270464 Summer 2006 war on Lebanon: A lesson in community resilience

Tuesday, October 30, 2012 : 11:15 AM - 11:30 AM

Rouham Yamout, MD, MPH , Faculty of Health Sciences, American University of Beirut, Beirut, Lebanon
Iman Nuwayhid, MD, DrPH , Faculty of Health Sciences, American University of Beirut, Beirut, Lebanon
Within a week of the 2006 Israeli war on Lebanon, approximately one million people fled their homes to relocate in different displacement centers. A team from the American University of Beirut was involved in relief efforts, in coordination with volunteer groups and several national and international agencies. Public health professionals across the country noted an unusual resilient behavior of the internally displaced persons (IDPs). During their displacement period (July 12-August 14), the IDPs exhibited five features of community resilience: orderly evacuation; rapid self-organization; disciplined and peaceful behavior in displacement centers; phenomenal orderly return to their towns and villages the moment the ceasefire was announced; and a rapid and efficient adaption to post-war conditions.

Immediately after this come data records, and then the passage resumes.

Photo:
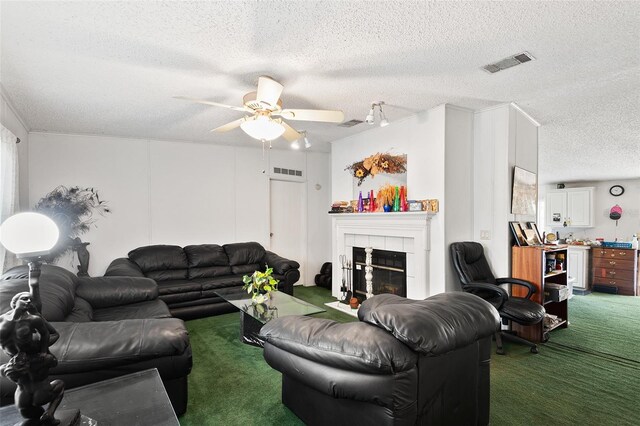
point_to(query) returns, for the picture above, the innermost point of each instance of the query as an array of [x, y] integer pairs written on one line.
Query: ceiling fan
[[265, 121]]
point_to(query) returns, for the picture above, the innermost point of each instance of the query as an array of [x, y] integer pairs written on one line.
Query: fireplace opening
[[389, 272]]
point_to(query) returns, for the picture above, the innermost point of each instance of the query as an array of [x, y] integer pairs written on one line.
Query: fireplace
[[389, 272]]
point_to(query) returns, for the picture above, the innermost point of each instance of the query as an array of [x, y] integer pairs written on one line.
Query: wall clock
[[616, 190]]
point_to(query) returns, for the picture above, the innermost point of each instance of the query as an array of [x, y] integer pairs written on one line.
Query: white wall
[[459, 194], [504, 137], [438, 144], [12, 121], [164, 192], [604, 227]]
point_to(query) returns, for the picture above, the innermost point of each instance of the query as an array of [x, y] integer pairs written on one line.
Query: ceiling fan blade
[[325, 115], [290, 133], [269, 91], [229, 126], [205, 102]]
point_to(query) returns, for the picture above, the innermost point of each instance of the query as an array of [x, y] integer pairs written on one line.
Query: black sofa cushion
[[149, 309], [434, 326], [207, 261], [161, 262], [57, 290], [352, 346]]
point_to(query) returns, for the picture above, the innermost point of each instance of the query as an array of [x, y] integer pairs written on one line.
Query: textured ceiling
[[113, 67]]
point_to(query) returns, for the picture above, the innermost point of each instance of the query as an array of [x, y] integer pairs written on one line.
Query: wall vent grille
[[288, 172], [509, 62]]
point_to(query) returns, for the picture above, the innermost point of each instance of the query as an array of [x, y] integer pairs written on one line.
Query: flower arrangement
[[72, 209], [378, 163], [261, 284]]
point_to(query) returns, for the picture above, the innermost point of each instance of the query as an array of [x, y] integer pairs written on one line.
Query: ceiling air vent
[[350, 123], [290, 172], [509, 62]]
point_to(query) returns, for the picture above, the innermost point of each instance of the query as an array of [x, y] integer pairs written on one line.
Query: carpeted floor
[[587, 374]]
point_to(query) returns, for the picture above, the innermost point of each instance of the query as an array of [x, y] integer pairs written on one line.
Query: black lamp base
[[65, 417]]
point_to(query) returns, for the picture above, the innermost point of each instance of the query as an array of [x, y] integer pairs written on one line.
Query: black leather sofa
[[407, 362], [188, 277], [108, 327]]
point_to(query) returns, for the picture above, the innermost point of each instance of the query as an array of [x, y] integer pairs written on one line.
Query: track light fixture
[[383, 118], [371, 117], [307, 144]]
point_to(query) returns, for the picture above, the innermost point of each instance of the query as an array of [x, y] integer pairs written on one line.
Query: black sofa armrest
[[123, 267], [367, 349], [105, 292], [531, 288], [279, 264]]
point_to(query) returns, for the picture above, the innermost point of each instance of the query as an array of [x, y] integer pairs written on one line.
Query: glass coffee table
[[134, 399], [253, 316]]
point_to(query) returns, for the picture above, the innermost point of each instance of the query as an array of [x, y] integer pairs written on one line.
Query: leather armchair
[[108, 327], [406, 362], [477, 278]]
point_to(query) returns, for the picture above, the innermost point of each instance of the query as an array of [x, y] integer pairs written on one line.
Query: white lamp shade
[[262, 127], [29, 234]]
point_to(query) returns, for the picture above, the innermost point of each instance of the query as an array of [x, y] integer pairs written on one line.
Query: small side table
[[136, 399]]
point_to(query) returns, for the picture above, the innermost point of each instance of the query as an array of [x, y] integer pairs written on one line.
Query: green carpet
[[587, 374]]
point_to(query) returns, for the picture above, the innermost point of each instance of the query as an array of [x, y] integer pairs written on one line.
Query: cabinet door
[[556, 208], [575, 267], [579, 207]]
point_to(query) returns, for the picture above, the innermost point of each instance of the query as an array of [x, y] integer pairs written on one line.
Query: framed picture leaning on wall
[[518, 233]]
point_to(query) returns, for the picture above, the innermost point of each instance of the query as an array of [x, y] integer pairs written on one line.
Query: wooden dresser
[[616, 268]]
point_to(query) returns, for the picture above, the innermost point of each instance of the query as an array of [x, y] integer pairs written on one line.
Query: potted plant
[[72, 209], [260, 284]]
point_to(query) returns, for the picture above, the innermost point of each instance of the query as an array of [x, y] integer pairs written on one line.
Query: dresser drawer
[[624, 286], [614, 263], [618, 274], [614, 253]]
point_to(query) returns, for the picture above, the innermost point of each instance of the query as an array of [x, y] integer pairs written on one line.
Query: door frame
[[303, 222]]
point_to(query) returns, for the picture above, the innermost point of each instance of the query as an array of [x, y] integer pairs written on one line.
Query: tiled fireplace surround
[[404, 232]]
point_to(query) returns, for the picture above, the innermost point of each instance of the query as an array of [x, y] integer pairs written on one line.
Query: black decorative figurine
[[25, 335]]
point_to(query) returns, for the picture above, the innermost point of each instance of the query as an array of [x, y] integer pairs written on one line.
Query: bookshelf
[[546, 268]]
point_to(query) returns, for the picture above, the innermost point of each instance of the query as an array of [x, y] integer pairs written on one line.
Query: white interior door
[[288, 226]]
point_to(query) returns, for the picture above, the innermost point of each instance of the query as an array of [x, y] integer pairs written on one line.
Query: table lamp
[[31, 236]]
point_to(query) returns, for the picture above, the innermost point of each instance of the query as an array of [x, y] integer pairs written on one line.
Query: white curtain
[[8, 188]]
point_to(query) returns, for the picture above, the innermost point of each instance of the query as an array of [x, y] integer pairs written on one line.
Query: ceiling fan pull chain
[[264, 161]]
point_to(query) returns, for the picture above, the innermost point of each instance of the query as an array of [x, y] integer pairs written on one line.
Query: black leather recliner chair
[[407, 362], [476, 277], [108, 327]]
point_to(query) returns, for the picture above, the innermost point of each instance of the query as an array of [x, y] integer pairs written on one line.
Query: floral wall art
[[377, 170]]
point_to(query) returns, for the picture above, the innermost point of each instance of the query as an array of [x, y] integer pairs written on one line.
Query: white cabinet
[[570, 206], [578, 265]]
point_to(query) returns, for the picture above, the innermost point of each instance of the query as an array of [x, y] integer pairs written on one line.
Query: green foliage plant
[[260, 285]]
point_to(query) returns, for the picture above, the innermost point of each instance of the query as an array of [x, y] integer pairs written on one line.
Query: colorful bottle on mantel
[[396, 201], [403, 199]]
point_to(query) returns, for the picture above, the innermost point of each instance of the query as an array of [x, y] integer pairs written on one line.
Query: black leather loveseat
[[407, 362], [188, 277], [108, 327]]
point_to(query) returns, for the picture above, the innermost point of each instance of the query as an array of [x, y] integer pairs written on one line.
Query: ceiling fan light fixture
[[262, 127]]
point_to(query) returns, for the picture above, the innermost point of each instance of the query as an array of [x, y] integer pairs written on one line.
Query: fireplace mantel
[[406, 232]]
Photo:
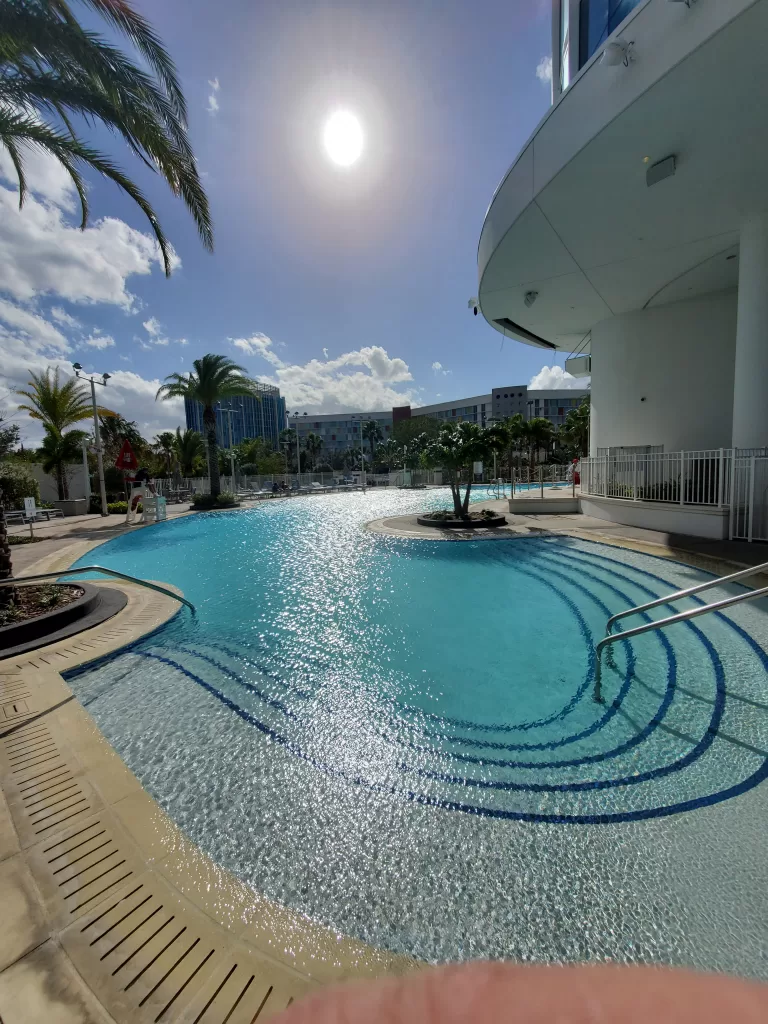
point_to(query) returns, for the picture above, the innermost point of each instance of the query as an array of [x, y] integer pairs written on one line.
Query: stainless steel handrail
[[678, 595], [99, 568], [659, 624]]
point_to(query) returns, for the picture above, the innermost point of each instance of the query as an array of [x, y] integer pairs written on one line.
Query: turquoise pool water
[[398, 737]]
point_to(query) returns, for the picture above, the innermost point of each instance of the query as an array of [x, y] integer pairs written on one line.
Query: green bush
[[16, 482], [225, 500]]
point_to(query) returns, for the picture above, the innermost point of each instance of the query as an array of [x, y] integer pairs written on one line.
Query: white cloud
[[152, 327], [39, 333], [61, 316], [100, 341], [544, 70], [355, 381], [258, 344], [556, 379], [45, 177], [42, 254], [213, 103]]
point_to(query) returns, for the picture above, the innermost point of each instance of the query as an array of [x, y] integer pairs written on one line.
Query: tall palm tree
[[312, 444], [56, 452], [57, 407], [188, 448], [213, 379], [372, 433], [52, 69]]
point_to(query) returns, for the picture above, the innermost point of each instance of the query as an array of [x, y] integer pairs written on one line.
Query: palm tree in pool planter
[[213, 379], [455, 450]]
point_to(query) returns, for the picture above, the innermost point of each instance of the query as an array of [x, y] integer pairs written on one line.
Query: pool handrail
[[14, 581], [680, 594], [659, 624]]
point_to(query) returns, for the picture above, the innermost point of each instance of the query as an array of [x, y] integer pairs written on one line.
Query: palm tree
[[51, 68], [114, 430], [56, 452], [372, 433], [455, 450], [165, 446], [57, 407], [188, 448], [213, 379], [6, 563], [312, 444], [539, 435]]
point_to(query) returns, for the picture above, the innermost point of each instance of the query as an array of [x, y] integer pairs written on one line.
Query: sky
[[345, 287]]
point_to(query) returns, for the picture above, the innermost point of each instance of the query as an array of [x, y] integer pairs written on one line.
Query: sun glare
[[342, 137]]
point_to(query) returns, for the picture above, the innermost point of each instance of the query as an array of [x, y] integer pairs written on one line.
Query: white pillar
[[751, 378]]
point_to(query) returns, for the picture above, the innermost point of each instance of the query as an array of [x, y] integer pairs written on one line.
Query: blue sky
[[347, 287]]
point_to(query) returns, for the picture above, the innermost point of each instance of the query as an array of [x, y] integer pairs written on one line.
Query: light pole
[[86, 472], [298, 456], [96, 432], [363, 458]]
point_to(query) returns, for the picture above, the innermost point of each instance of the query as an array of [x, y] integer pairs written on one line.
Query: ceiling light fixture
[[617, 52]]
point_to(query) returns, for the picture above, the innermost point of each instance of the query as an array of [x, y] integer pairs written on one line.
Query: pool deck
[[714, 556], [111, 912]]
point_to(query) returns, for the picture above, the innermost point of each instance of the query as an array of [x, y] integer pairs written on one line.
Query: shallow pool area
[[397, 736]]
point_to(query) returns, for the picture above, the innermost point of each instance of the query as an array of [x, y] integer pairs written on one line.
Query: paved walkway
[[54, 534]]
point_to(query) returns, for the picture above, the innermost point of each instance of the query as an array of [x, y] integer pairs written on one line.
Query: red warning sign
[[127, 459]]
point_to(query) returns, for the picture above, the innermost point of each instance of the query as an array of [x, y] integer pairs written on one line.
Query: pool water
[[397, 736]]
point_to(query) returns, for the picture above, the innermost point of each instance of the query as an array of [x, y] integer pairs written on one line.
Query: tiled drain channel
[[146, 952]]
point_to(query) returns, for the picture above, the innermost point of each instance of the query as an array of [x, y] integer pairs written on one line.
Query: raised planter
[[497, 520], [73, 506], [95, 605]]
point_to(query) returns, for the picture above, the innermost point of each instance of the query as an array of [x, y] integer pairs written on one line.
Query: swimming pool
[[396, 736]]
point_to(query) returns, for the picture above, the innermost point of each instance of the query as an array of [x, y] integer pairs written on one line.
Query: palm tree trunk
[[60, 481], [465, 506], [6, 565], [209, 418]]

This paper suggests that community resilience is a process rather than an outcome. Data from personal observations, interviews, meetings, and published material were used to examine factors contributing to this resilience. Although manifested at the onset of an adversity, community resilience is built well before the adverse event. The sense of a collective identity, prior experience with wars, and social support networks have contributed to building up IDP's resilience over time, while community cohesiveness, adequate public health interventions, social solidarity, and a connected political leadership helped to sustain it during and shortly after the war. This observation calls for a paradigm shift in disaster relief practice, where relief action should capitalize on community resilience to optimize the use of limited resources during disasters and to rebuild the fundamentals of post-war adaptation.

Learning Areas:
Systems thinking models (conceptual and theoretical models), applications related to public health

Learning Objectives:
Analyze processes of community resilience during armed conflicts Assess advantages of the community based approach in relief Define the implications of resilience-based paradigm for public health education and practice

Presenting author's disclosure statement:

Qualified on the content I am responsible for because: I have been lead and co-author of studies and paper focusing on the concept of political determinants of health in wars and conflicts, and mental health of populations caught up in adverse situations and wars. the development and application of the paradigm of community resilience is one of my research interests.
Any relevant financial relationships? No

I agree to comply with the American Public Health Association Conflict of Interest and Commercial Support Guidelines, and to disclose to the participants any off-label or experimental uses of a commercial product or service discussed in my presentation.